Keys to Planning for Leadership Succession

For many business leaders, passing their organization on to new management can feel like giving away their own child. While this can be an incredibly difficult process, all good things must come to an end; it’s better to face reality with a plan than to deny the truth and be left scrambling when the time for succession inevitably arrives.

In fact, one study revealed that companies that don’t have succession plans for their CEO end up spending three hundred percent more than their competitors to find a last-minute replacement. What’s worse? Most companies don’t have succession plans. And because of their poor transition plans, an estimated 40% of newly hired CEOs fail to meet expectations within their first 18 months.

On the other hand, companies that do implement succession plans tend to enjoy increased performance and investment. So it should be no surprise that being prepared is paramount for future success. In order to ensure that your organization is ready when the time for transition occurs, pay attention to these key points.

Assessing Your Budget

The first step in succession planning is determining how much time and money you’d like to allocate towards the process. We recommend that you start planning at least one year before you hire your new executive. In order to get an accurate sense of how much you should budget, it’s best to consult an executive search firm.

Establishing and Communicating Your Vision

After your finances are in order, the next step is refining your vision of what your new hire will look like. Although we’d all like to find replacements who are carbon copies of their incumbents in order to minimize the effects of change, in reality, this hardly ever happens.

For that reason, it’s important to envision the core competencies that your ideal successor will possess. To do so, start by analyzing the core competencies that already exist among your employees. After that, figure out the skills that will compliment your team and invite greater efficiency. These complementary skills are what you should look for in your new hire.

After understanding what kind of leader your successor will be, it’s best to set key performance indicators (KPIs) that will measure their successes in their first six months, 12 months, 18 months, 24 months, and 36 months. One great way to establish these KPIs is looking back at your organization’s past performance in order to get a sense of what is realistic for the future.
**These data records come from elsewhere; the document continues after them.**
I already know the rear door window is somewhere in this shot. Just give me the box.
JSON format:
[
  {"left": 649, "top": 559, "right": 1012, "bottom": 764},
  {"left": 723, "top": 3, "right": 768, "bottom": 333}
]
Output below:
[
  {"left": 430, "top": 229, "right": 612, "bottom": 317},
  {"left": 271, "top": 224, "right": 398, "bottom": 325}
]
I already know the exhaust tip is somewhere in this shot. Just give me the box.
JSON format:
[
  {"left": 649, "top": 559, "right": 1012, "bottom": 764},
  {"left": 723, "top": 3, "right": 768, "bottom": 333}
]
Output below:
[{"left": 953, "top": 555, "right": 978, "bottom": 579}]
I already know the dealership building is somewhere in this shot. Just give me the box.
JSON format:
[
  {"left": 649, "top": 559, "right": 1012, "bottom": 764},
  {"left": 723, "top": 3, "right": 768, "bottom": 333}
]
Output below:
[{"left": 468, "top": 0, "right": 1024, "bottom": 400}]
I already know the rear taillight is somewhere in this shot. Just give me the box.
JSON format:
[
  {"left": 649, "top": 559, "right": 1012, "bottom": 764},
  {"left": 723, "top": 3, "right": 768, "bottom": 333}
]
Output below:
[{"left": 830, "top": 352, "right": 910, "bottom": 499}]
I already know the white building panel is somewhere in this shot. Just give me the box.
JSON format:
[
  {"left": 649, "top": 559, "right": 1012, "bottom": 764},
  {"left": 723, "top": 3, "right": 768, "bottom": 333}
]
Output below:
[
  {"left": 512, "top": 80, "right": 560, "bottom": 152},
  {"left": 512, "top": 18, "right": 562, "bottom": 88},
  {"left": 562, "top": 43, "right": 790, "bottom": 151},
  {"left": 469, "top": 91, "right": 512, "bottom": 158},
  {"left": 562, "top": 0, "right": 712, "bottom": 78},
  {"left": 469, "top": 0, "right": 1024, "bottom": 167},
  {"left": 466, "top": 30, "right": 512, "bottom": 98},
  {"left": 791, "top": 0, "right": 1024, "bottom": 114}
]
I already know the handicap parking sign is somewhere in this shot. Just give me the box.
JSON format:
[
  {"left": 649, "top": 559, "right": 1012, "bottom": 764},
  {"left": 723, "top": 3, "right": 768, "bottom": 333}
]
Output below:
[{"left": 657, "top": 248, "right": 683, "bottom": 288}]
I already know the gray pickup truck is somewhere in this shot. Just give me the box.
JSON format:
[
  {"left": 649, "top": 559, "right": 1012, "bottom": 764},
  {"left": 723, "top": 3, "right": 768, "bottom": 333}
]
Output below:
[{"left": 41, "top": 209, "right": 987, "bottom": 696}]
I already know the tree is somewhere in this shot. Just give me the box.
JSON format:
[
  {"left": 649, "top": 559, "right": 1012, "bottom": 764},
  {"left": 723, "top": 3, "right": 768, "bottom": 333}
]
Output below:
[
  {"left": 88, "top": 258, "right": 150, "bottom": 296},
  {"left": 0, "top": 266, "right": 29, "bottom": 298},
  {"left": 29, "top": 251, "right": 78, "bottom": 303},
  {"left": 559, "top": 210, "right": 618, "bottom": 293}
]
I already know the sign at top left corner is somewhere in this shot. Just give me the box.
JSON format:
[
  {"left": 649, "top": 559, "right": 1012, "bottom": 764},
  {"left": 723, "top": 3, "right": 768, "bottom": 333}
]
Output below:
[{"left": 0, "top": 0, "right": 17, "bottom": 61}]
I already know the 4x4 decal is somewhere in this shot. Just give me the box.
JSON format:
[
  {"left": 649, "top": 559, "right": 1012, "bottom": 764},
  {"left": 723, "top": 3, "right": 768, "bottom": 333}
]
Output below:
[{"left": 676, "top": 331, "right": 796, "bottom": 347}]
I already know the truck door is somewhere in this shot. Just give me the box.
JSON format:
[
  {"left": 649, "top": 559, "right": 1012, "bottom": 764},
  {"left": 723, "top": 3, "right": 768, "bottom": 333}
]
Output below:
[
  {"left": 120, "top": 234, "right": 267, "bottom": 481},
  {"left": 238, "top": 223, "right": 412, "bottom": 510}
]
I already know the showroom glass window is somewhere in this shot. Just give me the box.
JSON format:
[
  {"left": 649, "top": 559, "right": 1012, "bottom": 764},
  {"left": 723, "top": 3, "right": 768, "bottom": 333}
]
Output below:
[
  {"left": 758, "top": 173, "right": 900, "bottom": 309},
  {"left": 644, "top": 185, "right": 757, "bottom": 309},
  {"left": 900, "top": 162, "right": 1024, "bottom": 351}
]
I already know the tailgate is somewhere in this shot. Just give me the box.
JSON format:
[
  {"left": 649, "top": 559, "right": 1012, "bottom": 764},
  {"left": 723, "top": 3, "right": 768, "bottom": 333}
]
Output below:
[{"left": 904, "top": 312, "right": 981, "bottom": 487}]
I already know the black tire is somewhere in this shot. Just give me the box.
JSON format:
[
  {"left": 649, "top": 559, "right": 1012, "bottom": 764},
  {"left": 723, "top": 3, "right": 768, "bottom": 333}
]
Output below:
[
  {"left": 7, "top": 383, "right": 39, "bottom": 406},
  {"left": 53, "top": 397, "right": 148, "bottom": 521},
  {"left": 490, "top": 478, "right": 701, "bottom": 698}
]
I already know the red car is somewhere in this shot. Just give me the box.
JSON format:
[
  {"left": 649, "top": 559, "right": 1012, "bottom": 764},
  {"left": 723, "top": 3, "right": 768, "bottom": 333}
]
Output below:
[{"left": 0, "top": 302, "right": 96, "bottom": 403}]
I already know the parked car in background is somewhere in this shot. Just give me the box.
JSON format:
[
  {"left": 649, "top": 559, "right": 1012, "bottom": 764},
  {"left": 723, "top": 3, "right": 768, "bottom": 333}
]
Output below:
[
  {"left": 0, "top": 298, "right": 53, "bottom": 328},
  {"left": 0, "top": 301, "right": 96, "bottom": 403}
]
Now that you know exactly what you’re looking for, it’s time to communicate this vision to your staff and maintain transparency throughout the entire hiring process. This transparency will ease the transition as more trust is built between your existing team and their eventual new management. This will also give members of your organization the chance to step up to fill the new role.

Hiring Internally vs. Externally

Companies who promote from within typically see more success than those who don’t. One of the biggest reasons for this is because company culture is seamlessly preserved in such a transition. Another big reason is that existing employees are more familiar with how the incumbent took care of things and is thus more able to emulate their leadership style.

So, when planning to resign or retire, it’s best for executives to inform their direct reports of the opportunity to take on a greater role. However, in the case where there are no viable internal candidates, hiring externally is usually the best option. Bringing fresh leaders into your organization provides the opportunity to expand your company’s culture and competencies.

Once candidates have come forward, a rigorous and transparent interview process is then conducted on each of them to discover whose best fit for the job. This will ensure that the candidates have ample experience, education, productivity, and demonstrated successes. Here, it’s important to put candidates on the spot with challenging questions to test their ability to communicate and deal with disruption.


Once a candidate is chosen, they should be put through a lengthy onboarding process where they will ideally shadow the incumbent to their position and learn the ropes gradually, rather than being forced to hit the ground running. This process will ensure that your new hire is comfortable within your organization, thus enhancing their likelihood of success.